On 13 March 2017, Mr Lee and three others signed a loan deed as guarantors for the borrower. Under the loan deed, interest accrued from when the lender advanced funds to the borrower.

At 3:55pm on 14 March 2017, the lender sent a side letter to the borrower. Under the side letter, interest under the loan deed was said to have started accruing in two tranches, on 10 March 2017 and 13 March 2017 respectively. In other words, the side letter interest began to accrue sooner than under the loan deed.

At 4:27 pm on 14 March 2017, the lender received the loan deed signed by Mr Lee, the other guarantors and the borrower.

At 5:46pm on 14 March 2017, the borrower confirmed the side letter by email.

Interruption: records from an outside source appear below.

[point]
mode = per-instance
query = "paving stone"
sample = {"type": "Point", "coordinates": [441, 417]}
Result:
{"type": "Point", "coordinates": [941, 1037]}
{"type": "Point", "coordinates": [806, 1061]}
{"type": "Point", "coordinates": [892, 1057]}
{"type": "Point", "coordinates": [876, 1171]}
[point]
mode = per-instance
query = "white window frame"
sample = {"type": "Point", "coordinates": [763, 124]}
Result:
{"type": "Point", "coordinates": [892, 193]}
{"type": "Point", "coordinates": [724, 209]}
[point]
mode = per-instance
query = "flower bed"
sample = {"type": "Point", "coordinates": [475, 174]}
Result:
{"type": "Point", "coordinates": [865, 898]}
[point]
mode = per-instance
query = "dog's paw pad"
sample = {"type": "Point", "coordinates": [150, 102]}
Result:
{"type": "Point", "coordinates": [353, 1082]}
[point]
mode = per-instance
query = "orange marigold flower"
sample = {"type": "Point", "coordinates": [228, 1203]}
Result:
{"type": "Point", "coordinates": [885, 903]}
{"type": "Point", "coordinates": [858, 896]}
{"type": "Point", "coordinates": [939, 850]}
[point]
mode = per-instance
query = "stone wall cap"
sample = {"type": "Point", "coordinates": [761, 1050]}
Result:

There was no evidence to suggest the side letter had been signed by or otherwise brought to the attention of Mr Lee and the other guarantors.

On 15 March 2017, the borrower sent the lender a utilisation notice and the lender advanced the funds to the borrower.

Issues

The Court identified 3 issues on appeal:

  1. the scope of liability issue: what was the guarantor liable for?
  2. the variation rule issue: alternatively to (1), was the guarantor discharged by reason of the agreement between the lender and borrower in the side letter with reference to the principal contract?
  3. the indemnity issue: if otherwise applicable, was the variation rule ousted because the guarantee is, in substance, an indemnity?

Held

The Court of Appeal held in relation to each issue:

  1. Mr Lee had no liability to the lender. The Court held that, as a matter of contractual construction, Mr Lee's guarantee did not extend to the borrower's obligations as amended by the side letter. Accordingly, Mr Lee did not give a guarantee and Mr Lee had no obligations to the lender.
  2. The variation rule only applies where there is a guarantee. It had no application to this case because Mr Lee was never bound by a guarantee.
  3. No.

As a result, the Court upheld the appeal. The lender's claim against Mr Lee was dismissed and the lender was ordered to pay Mr Lee's costs of the first instance proceeding and the appeal.

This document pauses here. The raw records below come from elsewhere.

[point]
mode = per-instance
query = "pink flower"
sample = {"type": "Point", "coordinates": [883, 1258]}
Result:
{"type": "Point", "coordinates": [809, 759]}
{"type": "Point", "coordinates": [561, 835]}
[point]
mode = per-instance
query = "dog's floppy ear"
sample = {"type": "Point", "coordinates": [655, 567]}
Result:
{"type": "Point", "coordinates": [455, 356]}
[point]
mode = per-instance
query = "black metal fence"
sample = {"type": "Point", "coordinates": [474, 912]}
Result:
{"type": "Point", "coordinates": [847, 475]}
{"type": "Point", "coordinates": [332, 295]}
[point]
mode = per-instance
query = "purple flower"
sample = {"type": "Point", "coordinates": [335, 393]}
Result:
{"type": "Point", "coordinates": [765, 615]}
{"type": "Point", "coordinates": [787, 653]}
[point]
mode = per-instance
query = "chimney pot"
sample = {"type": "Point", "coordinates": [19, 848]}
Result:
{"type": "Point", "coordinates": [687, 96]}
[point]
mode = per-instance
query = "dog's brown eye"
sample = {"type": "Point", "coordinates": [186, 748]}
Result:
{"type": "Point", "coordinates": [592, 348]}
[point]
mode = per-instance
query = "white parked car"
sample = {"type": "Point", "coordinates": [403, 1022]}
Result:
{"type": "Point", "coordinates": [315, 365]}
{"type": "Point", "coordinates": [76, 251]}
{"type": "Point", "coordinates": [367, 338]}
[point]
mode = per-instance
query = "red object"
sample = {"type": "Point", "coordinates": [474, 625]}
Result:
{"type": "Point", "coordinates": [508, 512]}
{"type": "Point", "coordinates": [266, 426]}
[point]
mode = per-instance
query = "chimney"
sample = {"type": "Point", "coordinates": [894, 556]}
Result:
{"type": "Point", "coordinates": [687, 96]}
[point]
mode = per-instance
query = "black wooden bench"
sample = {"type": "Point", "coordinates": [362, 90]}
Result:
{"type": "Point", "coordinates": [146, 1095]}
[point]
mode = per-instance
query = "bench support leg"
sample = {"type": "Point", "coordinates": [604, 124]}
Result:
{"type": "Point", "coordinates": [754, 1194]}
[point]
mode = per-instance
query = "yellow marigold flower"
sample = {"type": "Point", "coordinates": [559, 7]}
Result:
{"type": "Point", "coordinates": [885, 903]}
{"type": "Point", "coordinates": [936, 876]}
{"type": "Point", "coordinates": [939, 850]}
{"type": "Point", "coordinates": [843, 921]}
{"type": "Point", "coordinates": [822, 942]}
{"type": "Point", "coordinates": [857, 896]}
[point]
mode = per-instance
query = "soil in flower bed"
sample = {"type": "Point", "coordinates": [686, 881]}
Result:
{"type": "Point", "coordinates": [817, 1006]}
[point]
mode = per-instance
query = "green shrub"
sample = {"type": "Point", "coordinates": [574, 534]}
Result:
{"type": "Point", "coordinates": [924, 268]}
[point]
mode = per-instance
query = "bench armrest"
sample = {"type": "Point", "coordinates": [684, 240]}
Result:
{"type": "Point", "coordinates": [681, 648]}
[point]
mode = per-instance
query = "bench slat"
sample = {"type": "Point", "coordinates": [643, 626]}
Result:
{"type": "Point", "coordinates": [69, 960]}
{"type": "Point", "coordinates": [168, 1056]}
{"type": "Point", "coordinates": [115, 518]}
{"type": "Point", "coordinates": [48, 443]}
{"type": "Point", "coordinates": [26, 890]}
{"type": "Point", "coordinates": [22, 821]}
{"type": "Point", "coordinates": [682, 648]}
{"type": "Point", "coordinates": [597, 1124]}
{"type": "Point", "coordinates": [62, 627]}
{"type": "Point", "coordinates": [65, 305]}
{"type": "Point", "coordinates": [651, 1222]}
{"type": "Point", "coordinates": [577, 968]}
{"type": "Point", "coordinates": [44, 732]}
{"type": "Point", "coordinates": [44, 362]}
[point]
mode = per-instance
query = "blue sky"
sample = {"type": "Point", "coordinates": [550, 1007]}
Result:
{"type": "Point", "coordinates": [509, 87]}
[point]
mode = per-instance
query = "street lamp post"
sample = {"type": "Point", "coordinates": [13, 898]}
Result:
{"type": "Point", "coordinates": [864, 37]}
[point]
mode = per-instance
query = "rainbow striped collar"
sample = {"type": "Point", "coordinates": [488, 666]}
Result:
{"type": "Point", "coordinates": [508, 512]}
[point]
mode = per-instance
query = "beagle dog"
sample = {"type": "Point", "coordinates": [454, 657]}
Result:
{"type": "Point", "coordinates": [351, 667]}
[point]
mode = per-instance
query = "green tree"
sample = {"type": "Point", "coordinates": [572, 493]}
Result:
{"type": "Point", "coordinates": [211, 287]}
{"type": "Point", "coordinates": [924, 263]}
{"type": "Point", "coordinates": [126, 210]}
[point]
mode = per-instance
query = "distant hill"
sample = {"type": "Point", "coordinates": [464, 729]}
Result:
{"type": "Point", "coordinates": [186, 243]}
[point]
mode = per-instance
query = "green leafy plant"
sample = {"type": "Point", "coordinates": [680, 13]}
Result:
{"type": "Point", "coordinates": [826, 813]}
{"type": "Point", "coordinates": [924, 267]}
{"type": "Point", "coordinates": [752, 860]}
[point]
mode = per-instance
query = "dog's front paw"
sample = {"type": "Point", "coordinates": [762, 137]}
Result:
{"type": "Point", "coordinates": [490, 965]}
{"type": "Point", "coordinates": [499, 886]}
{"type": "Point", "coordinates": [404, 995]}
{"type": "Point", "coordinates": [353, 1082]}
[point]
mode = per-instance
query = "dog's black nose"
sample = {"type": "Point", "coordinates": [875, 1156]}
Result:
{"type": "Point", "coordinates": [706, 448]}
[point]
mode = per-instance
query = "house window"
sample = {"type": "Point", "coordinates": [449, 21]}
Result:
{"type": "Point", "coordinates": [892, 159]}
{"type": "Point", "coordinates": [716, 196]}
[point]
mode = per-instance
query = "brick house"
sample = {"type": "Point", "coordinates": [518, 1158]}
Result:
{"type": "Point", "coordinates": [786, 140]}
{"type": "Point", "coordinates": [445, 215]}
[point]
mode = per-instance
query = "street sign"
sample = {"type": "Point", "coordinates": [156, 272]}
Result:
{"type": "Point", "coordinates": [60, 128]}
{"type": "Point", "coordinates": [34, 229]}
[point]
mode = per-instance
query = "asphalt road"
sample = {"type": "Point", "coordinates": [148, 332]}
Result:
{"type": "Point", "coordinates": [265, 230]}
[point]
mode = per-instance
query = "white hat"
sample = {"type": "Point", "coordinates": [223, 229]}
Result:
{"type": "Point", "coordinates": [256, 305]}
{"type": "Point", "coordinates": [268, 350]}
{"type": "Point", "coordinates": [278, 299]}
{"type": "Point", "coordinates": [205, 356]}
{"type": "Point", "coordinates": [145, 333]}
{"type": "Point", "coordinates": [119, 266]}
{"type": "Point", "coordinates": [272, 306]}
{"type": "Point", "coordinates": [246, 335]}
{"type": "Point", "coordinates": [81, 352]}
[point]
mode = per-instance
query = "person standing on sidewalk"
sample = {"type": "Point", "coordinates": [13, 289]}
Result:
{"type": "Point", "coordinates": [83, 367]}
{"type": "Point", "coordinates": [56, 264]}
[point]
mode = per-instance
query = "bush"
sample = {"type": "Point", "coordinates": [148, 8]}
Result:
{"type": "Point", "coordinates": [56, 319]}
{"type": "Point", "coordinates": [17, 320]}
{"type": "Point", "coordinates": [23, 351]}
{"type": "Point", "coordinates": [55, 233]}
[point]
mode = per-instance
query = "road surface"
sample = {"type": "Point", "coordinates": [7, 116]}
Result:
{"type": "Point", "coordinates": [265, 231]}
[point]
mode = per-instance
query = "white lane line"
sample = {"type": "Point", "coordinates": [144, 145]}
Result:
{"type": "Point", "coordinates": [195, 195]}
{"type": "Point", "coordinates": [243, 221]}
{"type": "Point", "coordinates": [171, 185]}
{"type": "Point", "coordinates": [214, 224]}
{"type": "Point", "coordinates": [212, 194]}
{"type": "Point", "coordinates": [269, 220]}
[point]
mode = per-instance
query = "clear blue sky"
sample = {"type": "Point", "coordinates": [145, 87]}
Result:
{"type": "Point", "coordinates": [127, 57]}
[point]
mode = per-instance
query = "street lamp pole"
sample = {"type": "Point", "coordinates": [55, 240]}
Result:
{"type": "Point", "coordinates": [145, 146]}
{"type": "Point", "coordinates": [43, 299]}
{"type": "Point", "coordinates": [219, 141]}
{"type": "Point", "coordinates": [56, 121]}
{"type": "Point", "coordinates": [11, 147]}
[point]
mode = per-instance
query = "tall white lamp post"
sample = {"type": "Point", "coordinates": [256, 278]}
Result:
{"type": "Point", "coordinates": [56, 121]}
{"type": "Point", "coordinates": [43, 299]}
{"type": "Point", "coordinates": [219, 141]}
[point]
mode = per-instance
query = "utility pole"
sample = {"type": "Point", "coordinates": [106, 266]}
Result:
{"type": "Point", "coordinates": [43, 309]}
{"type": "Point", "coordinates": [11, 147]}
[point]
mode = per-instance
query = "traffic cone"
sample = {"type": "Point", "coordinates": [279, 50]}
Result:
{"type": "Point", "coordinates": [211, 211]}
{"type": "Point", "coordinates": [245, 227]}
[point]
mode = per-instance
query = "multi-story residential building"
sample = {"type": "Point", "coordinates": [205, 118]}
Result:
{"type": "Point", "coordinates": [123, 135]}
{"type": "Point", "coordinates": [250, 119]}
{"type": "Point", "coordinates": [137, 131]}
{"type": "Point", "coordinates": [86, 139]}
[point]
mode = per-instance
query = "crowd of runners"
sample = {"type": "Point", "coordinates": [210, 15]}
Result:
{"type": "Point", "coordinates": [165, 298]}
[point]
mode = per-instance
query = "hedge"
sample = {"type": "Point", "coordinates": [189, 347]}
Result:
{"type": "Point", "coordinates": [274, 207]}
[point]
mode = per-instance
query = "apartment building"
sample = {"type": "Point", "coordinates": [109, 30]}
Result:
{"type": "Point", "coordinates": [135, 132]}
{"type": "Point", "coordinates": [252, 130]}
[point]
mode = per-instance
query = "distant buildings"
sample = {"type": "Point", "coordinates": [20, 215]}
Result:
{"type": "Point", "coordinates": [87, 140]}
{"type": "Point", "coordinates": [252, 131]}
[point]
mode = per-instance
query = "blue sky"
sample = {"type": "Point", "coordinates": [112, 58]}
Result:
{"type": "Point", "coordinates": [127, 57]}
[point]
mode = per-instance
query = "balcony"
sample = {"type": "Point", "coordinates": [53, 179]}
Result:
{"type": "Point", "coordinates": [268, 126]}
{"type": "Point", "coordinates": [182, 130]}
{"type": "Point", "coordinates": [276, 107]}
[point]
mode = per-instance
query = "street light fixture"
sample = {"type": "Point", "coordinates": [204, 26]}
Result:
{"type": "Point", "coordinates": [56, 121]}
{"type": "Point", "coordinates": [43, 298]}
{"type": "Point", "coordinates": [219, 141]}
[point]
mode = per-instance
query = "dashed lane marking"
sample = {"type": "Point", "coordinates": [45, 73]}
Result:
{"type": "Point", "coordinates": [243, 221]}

Reasoning – scope of liability issue

Critical to the Court's reasoning was a finding that the side letter amended the borrower's obligations to the lender in the draft loan agreement and therefore had a superseding effect. It was not a separate and distinct agreement between the lender and the borrower.

This finding was important because it meant that there was a mis-match between what Mr Lee agreed to (the unamended loan deed) and what the borrower and lender agreed to (the loan deed amended by the side letter). This is evidence from the timing of the document exchange because:

  1. Mr Lee had already signed the (unamended) loan deed by the time the lender sent the side deed to the borrower; and
  2. the borrower only confirmed the side deed after the lender had received Mr Lee's counterpart of the (unamended) loan deed.

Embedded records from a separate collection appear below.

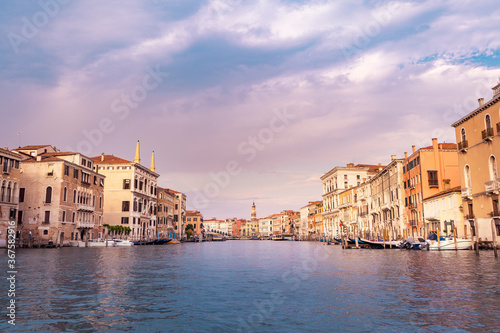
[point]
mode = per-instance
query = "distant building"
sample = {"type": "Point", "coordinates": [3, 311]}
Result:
{"type": "Point", "coordinates": [131, 194]}
{"type": "Point", "coordinates": [478, 137]}
{"type": "Point", "coordinates": [443, 212]}
{"type": "Point", "coordinates": [336, 181]}
{"type": "Point", "coordinates": [165, 214]}
{"type": "Point", "coordinates": [265, 227]}
{"type": "Point", "coordinates": [61, 198]}
{"type": "Point", "coordinates": [426, 172]}
{"type": "Point", "coordinates": [9, 192]}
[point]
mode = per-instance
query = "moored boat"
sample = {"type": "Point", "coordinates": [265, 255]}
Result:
{"type": "Point", "coordinates": [448, 243]}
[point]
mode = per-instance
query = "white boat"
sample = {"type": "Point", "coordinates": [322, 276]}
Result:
{"type": "Point", "coordinates": [122, 242]}
{"type": "Point", "coordinates": [449, 244]}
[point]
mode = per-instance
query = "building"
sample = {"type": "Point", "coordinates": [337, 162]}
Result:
{"type": "Point", "coordinates": [195, 218]}
{"type": "Point", "coordinates": [179, 214]}
{"type": "Point", "coordinates": [443, 212]}
{"type": "Point", "coordinates": [334, 182]}
{"type": "Point", "coordinates": [386, 218]}
{"type": "Point", "coordinates": [426, 172]}
{"type": "Point", "coordinates": [9, 192]}
{"type": "Point", "coordinates": [478, 138]}
{"type": "Point", "coordinates": [131, 194]}
{"type": "Point", "coordinates": [60, 198]}
{"type": "Point", "coordinates": [165, 214]}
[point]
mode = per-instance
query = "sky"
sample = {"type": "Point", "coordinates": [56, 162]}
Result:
{"type": "Point", "coordinates": [243, 101]}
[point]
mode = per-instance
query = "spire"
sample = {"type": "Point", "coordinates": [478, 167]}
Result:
{"type": "Point", "coordinates": [137, 158]}
{"type": "Point", "coordinates": [153, 162]}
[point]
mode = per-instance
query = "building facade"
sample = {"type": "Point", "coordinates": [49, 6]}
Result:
{"type": "Point", "coordinates": [9, 192]}
{"type": "Point", "coordinates": [478, 138]}
{"type": "Point", "coordinates": [426, 172]}
{"type": "Point", "coordinates": [165, 213]}
{"type": "Point", "coordinates": [61, 199]}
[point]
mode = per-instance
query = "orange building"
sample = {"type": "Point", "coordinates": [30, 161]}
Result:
{"type": "Point", "coordinates": [478, 137]}
{"type": "Point", "coordinates": [426, 172]}
{"type": "Point", "coordinates": [195, 218]}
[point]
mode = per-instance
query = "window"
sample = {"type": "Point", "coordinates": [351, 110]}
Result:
{"type": "Point", "coordinates": [433, 180]}
{"type": "Point", "coordinates": [48, 195]}
{"type": "Point", "coordinates": [21, 194]}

The Court found that as a matter of contractual construction, this meant Mr Lee did not guarantee the borrower's obligations under the (amended) loan deed and Mr Lee had no liability to the Lender. Mr Lee was held to be free from his guarantee even though he had willingly signed the original (albeit superseded) loan deed.

Key takeaway

This case is a timely reminder that lenders must keep guarantors "in the tent". If last minute changes need to be made to the facility documents, a prudent lender makes sure any guarantor gives a written confirmation of their agreement to the change, ideally by resigning the loan documents. Otherwise, the lender risks losing the benefit of the guarantee.

The content of this article is intended to provide a general guide to the subject matter. Specialist advice should be sought about your specific circumstances.